I don’t want to go into October feeling like crap. So please let this be an un-emo post. redundant, profound, clumsy, whatever as long as it’s not EMO.
I need to be fix myself. I wonder sometimes (well, most of the time) if the people I confide in really do understand the things I go through. Like, a few days back, one of my close buddies mentioned that I don’t tell him things anymore. I thought that was complete bollocks at first; I mean, me and him talk on an almost daily basis. But he pointed out that while we still converse regularly, I keep certain things fairly hidden.
Recently, I’ve been reflecting quite a bit on what he said and I guess he’s right in a way. I might talk an awful lot and seem like an open book, but if I’m being quite honest with myself, I never let on to certain problems. And these are the real problems that I face every day which I’m either too proud or too timid to reveal. I know I need help, but how do I just come out and tell that to people? Like even now, I’m just beating around the bush. It’s scary, the idea of actually confessing to these things.

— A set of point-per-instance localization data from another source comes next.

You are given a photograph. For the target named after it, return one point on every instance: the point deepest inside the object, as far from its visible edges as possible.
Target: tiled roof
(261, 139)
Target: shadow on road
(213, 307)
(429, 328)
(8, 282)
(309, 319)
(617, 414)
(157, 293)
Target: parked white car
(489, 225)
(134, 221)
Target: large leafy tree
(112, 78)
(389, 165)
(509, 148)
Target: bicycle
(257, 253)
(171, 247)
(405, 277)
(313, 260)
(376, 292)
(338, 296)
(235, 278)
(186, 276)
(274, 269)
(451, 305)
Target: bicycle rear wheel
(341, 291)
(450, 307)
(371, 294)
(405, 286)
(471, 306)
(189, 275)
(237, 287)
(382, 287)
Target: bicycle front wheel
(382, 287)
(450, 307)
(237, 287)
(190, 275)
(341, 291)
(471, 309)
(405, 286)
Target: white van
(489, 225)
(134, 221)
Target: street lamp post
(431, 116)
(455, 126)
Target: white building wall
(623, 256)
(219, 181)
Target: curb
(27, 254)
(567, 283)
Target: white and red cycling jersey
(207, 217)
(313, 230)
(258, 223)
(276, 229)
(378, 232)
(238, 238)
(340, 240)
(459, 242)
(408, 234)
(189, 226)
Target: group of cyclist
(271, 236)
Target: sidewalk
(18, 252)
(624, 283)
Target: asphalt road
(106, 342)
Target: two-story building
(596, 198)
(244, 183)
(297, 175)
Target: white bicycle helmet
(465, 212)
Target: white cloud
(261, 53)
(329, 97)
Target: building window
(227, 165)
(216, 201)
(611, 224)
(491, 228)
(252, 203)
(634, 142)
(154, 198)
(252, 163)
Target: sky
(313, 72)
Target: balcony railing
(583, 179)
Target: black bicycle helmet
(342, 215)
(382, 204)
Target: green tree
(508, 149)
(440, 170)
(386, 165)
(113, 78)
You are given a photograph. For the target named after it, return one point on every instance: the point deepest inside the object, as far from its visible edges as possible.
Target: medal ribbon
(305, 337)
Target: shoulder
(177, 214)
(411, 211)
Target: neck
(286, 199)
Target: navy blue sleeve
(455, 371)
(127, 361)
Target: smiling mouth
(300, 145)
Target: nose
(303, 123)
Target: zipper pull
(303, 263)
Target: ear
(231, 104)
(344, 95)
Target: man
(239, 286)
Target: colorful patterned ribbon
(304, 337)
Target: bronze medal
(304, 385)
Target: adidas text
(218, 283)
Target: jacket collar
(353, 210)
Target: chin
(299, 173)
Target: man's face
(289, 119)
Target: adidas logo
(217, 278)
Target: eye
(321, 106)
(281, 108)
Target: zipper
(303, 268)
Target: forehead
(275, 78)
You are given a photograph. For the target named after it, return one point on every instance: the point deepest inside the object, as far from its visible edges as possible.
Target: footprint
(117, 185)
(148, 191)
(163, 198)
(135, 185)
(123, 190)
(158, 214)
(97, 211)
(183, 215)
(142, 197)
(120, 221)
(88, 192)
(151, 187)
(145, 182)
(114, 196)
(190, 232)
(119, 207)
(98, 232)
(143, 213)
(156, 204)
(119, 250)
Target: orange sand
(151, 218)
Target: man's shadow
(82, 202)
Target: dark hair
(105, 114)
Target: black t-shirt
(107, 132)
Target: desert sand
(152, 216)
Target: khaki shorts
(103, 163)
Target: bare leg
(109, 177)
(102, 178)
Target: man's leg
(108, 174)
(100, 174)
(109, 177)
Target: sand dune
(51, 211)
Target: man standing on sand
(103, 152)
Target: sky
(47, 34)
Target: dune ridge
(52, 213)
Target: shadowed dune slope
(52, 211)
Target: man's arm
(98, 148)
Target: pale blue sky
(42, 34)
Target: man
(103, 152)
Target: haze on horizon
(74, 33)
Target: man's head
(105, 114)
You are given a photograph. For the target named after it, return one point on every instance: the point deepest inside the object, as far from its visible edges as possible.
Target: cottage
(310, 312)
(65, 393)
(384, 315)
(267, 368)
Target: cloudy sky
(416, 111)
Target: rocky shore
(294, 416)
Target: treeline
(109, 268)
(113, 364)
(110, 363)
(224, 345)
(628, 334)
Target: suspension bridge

There are days when I feel I’m delaying the inevitable. I can already see how things are going to turn up and I want to somehow soften the blow for the people around me. I’m thinking, the less they know, the better. But at the same time, I know that playing this game will end up as a huge shock. Or maybe not. I think some people around me can probably sense my negativity already.
It’s sucky because there’s a part of me that believes I am beyond help and then there’s this other part that’s waiting for me to be saved. It’s a huge contradiction and it’s not helping my brains at all.
I love how I feign being an open book to make it seem like I have nothing to hide when there are actually decaying skeletons in my closet.
…
Great, yet another helpless emo post.